Fin février. Le premier cas avait été diagnostiqué au Tessin, le nord de l’Italie flambait. Le discours des autorités fédérales était encore rassurant: les foyers étaient circonscrits et les patients infectés isolés. Et il y eu le premier cas en Valais. Il se portait bien, la chaîne de contagion était identifiée, il n’y avait pas de soucis à se faire nous disait-on. Par la suite, le nombre de cas a inexorablement augmenté, surtout au Tessin.
Le 13 mars a été annoncée la fermeture des écoles. Beaucoup de gens, amis ou collègues, n’avaient pas encore compris l’ampleur de la situation. Ce petit virus n’était pas plus offensif que celui de la grippe disait-on. Mais à peine quelques jours plus tard, le lundi 16 mars, le bloc opératoire commençait à réduire l’activité élective, puis tout est allé très vite parce que le mercredi de la même semaine toute activité ambulatoire et élective était suspendue dans l’ensemble de la Suisse. Il ne restait plus que les opérations urgentes, qui avaient bizarrement disparu, nous n’avons pas compris où étaient passées toutes les appendicites et cholécystites que nous opérions jusque-là de jour comme de nuit – mais d’ailleurs où étaient les patients –, les urgences étaient vides, tout était suspendu, irréel. Les couloirs étaient déserts suite à l’interdiction des visites. Nous nous sommes vite habitués à la présence de la protection civile, aux circuits spécifiquement dédiés aux patients Covid, aux distances de sécurité. Par la suite l’armée est arrivée pour installer un poste médical avancé. Se serrer les mains, s’embrasser, n’étaient plus à l’ordre du jour.
Nous avons pris acte des mesures destinées à l’accueil des patients Covid intubés. Notre service d’anesthésie fusionnait en partie avec celui des soins intensifs, la moitié du bloc opératoire et la salle de réveil seraient destinées à accueillir des patients intubés. Il s’agissait donc, en moins d’une semaine, de réorganiser les espaces, d’équiper ces postes de ventilateurs, de former les équipes à leurs nouvelles tâches.
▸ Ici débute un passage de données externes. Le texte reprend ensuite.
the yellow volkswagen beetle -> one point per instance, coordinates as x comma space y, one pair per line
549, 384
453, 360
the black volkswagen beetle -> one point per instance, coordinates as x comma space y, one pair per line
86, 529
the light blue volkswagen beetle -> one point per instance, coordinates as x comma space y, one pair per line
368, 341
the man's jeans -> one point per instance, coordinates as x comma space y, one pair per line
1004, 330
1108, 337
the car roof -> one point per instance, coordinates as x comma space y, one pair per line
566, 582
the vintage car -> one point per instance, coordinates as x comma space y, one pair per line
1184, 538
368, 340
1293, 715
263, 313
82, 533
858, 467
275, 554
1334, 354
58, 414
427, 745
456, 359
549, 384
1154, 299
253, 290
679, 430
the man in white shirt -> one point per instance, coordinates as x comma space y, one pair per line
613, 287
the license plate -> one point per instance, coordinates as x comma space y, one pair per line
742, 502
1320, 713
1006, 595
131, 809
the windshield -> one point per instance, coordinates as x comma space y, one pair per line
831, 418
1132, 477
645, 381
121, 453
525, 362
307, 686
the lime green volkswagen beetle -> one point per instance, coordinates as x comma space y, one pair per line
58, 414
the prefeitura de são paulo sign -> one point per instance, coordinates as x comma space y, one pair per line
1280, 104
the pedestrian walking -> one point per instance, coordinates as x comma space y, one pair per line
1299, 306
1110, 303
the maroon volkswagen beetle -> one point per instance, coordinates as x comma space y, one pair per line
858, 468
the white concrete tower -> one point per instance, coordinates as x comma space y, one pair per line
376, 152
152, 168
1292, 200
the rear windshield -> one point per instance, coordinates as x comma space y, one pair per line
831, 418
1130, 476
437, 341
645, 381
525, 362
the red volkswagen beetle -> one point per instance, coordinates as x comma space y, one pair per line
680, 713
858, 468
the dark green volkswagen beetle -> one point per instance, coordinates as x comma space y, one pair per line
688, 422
Et l’angoisse s’est emparée des équipes. L’inquiétude première est allée aux patients, ces hommes et ces femmes que nous souhaitions pouvoir prendre en charge le mieux possible. Les images catastrophiques venant d’Italie n’ont pas aidé à calmer les soignants. Puis il y a eu la peur du changement, notre routine était complètement chamboulée, nous allions changer notre affectation, travailler de concert avec les soins intensifs. Nous allions devoir gérer des décès, peut-être beaucoup. Les gens avaient peur pour leur santé, leur vie surtout, et celles de leurs proches. Les masques étaient rationnés. Les droits des soignants avec la suspension provisoire de la loi sur le travail semblaient bafoués. Nos vacances ont été annulées, et nos pourcentages balayés. Nous devions être appelables en tout temps. Toutes ces mesures ont généré une peur panique et des réactions parfois inquiétantes de la part de certains soignants.
À tout ceci se surajoutait l’inconnu concernant la durée de cette situation.
Nous avons aussi assisté à un formidable élan de solidarité entre les soignants. Finies les guerres de clocher, les gens se sont serrés les coudes (au sens figuré) et se sont concentrés sur la prise en charge des patients. L’ennemi était commun, c’était cette maladie qui causait des graves dommages aux patients que nous voulions tous soigner au mieux.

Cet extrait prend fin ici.